FINANCIAL RELIEF
French government aid for all business sectors during the pandemic meant fewer organisations failed than in a normal year, but the same could not be said for its travel agencies



Barometers can be useful for predicting storms and the annual travel barometer produced by procurement consultancy EPSA with IFTM is no exception. Its most recent such report revealed that 2019’s €29.9 billion spend on business travel and expenses would fall to between 8.3 and 11.4 billion in 2020 and that the transactions handled by travel management companies operating in France had declined by between 75 and 90 per cent during the year.
Such declines were repeated across the travel sector. Paris’ Charles de Gaulle airport welcomed 70.8 per cent fewer passengers in 2020, although the start of the pandemic in March 2020 means that the decline due to Covid was actually higher.
Advisory firm Protourisme revealed that by November last year the travel agencies and tour operator sector had lost almost €5 billion and the event, congress and professional meeting sector some €10 billion.
Financial aid for Air France helped the agency sector which had been under pressure to refund flights
It was no wonder that the sector needed government support. At the end of March 2020, the French government deferred the payment of certain aviation taxes in order to help the sector. March also saw the implementation of government guarantees on commercial loans, and credit lines for enterprises with up to 5,000 employees.
In April, the government unveiled an umbrella scheme under which SMEs and corporates in France could get direct grants, equity injections, repayable advances and subsidised loans, up to a maximum nominal amount of €800,000.
The travel sector also benefited when in May the government approved a €7 billion aid measure for Air France to provide urgent liquidity to the company. Naturally this helped the agency sector which had been under pressure to refund flights which were unable to take place because of the pandemic.



In June, millions more in furlough support was given to a number of sectors, including hospitality and tourism. It failed to save everyone.
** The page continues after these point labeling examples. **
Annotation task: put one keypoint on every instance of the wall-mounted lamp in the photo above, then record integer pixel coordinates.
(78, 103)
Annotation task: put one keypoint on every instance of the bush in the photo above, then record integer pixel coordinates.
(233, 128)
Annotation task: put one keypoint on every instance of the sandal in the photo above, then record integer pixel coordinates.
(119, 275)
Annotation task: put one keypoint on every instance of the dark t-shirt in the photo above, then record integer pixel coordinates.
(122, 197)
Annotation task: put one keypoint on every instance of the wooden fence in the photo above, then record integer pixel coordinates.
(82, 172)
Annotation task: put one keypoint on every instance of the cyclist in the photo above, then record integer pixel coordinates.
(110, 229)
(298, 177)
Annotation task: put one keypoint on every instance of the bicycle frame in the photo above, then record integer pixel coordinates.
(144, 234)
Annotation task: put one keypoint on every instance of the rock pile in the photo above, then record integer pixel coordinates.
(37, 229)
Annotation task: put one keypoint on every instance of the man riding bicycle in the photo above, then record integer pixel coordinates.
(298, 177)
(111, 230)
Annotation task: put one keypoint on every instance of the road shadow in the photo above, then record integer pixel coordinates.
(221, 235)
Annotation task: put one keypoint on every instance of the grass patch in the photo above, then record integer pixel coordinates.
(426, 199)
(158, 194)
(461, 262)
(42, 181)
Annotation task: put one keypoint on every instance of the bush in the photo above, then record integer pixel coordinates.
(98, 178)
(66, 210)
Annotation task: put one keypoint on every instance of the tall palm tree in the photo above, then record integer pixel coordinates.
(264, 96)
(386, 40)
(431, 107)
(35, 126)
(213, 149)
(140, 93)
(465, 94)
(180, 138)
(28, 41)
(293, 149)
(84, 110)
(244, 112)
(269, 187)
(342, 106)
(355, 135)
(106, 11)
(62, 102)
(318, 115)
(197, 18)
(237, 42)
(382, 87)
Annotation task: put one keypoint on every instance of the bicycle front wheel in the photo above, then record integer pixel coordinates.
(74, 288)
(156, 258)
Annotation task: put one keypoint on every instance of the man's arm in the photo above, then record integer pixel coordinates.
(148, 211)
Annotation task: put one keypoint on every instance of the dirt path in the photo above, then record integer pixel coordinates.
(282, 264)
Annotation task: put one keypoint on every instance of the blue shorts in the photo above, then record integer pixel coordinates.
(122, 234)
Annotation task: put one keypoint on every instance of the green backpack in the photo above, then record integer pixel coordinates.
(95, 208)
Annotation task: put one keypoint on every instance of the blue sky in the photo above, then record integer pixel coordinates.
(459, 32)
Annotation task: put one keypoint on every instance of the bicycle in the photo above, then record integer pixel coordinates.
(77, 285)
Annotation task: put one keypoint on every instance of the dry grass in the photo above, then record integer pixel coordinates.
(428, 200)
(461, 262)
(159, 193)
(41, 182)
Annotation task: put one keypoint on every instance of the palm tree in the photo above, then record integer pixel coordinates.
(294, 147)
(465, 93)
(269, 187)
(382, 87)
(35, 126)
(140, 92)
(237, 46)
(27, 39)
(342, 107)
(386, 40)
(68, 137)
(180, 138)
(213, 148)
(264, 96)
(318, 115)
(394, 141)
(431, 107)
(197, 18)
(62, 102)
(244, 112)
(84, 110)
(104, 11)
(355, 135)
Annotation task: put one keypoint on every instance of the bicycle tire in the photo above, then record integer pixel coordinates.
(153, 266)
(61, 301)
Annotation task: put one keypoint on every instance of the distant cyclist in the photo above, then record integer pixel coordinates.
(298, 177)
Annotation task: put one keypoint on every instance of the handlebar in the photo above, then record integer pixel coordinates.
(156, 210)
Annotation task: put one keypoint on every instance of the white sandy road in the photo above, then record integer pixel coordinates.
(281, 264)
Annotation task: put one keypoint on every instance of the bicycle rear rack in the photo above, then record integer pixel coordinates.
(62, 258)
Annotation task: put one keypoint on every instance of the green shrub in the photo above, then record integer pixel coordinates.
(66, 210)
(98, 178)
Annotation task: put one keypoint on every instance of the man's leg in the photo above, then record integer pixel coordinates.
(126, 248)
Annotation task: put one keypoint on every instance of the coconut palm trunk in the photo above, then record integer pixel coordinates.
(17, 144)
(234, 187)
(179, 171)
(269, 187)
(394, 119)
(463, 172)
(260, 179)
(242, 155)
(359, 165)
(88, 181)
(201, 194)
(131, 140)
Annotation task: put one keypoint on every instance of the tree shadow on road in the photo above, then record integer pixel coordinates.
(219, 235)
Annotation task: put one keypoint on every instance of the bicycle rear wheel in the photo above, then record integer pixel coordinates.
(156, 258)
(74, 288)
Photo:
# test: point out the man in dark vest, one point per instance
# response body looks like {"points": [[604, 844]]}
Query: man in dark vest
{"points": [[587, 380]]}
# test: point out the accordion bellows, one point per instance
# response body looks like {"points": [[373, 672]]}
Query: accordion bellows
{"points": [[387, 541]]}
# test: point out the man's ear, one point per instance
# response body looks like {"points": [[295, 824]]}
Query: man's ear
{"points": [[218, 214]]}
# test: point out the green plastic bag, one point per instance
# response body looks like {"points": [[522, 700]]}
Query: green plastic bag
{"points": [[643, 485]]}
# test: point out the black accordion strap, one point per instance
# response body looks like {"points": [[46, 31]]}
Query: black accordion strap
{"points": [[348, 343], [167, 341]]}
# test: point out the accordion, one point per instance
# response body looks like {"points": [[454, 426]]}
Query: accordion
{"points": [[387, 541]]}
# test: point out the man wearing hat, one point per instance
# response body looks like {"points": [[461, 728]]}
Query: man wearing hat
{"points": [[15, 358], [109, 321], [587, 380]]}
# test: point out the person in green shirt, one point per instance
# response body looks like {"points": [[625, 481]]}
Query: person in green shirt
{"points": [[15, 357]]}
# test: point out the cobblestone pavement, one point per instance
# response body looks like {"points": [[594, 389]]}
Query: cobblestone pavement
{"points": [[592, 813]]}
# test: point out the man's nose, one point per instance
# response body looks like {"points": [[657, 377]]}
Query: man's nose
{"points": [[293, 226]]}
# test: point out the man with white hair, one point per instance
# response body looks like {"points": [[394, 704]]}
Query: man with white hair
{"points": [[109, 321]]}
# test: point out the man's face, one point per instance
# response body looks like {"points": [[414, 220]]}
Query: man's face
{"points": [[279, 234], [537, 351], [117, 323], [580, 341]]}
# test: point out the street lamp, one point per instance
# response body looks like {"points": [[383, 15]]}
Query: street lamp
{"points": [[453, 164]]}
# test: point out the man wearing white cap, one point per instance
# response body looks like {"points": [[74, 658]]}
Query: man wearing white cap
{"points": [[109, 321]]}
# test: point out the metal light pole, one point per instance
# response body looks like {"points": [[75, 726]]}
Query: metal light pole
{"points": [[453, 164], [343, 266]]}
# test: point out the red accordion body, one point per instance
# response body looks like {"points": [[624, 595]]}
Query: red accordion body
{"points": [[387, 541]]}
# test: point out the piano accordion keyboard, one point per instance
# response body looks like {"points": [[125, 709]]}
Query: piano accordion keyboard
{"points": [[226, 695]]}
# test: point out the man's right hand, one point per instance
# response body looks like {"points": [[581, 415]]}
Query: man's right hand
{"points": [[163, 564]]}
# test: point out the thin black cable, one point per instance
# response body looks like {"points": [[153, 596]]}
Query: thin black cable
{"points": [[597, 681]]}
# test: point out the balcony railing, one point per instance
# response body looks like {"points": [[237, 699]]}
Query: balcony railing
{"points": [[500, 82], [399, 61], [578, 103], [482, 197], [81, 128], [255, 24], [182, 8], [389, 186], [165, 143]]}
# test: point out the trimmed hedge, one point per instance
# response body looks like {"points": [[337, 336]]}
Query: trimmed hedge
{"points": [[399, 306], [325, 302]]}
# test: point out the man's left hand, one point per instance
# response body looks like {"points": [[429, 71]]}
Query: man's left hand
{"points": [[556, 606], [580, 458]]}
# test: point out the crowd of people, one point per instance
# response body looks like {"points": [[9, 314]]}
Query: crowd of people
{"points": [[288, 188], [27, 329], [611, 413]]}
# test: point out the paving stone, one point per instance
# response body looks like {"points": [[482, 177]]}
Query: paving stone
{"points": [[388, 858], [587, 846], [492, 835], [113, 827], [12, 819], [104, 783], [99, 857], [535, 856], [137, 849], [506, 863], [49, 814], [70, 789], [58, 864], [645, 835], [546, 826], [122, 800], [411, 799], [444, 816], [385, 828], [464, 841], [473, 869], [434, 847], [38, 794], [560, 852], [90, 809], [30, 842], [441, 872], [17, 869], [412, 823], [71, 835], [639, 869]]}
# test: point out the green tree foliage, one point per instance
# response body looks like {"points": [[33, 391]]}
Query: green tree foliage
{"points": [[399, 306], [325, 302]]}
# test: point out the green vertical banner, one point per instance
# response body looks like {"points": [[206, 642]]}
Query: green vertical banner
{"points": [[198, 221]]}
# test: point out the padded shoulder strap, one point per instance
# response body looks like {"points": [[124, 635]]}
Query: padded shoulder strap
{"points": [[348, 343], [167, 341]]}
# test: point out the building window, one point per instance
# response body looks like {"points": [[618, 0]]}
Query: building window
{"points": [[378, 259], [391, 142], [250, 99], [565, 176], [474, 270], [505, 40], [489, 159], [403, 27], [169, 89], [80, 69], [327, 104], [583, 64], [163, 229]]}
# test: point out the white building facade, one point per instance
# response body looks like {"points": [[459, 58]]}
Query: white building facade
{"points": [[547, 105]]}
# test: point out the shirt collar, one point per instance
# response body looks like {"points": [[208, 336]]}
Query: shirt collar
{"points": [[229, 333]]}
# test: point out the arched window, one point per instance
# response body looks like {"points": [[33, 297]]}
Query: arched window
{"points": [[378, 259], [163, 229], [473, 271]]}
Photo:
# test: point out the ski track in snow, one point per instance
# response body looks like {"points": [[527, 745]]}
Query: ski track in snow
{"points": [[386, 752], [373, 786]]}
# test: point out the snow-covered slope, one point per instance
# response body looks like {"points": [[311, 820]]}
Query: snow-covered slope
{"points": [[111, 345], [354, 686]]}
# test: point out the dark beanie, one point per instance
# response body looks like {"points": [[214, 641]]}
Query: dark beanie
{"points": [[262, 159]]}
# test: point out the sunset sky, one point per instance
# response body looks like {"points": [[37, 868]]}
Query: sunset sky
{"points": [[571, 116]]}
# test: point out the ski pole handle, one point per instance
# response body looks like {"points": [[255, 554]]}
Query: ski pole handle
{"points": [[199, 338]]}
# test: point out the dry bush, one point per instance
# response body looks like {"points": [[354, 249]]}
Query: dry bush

According to Altares, the number of businesses that failed in France during 2020 was 32,814, down 40 per cent on the previous year and the lowest number for 30 years, suggesting that government support had saved some of those that would previously have gone to the wall.
Yet the same could not be said of the travel agency sector: 3.1 per cent more travel agents failed than in a 'normal' year, revealing the depth of the crisis.
The survey said a permanent fall in the volume of business travel of up to 50 per cent could not be ruled out
GDP plummeted by 8.2 per cent in 2020, with the decline in the second quarter as the pandemic hit being the fastest fall in France’s history. It was also one of the hardest hit of the advanced economies, with only Spain, the UK and Italy faring worse.
Yet there is only one direction to go from that low baseline and the French economy is set to grow by 5.8 per cent in 2021, according to the International Monetary Fund.
There are concerns, though. The EPSA-IFTM survey said that the most likely outcome would be for a return to normal by 2023 but that a permanent fall in the volume of business travel of up to 50 per cent could not be ruled out. Some 38 per cent of those surveyed believed that the replacement of business travel by videoconferencing would be a long-lasting trend.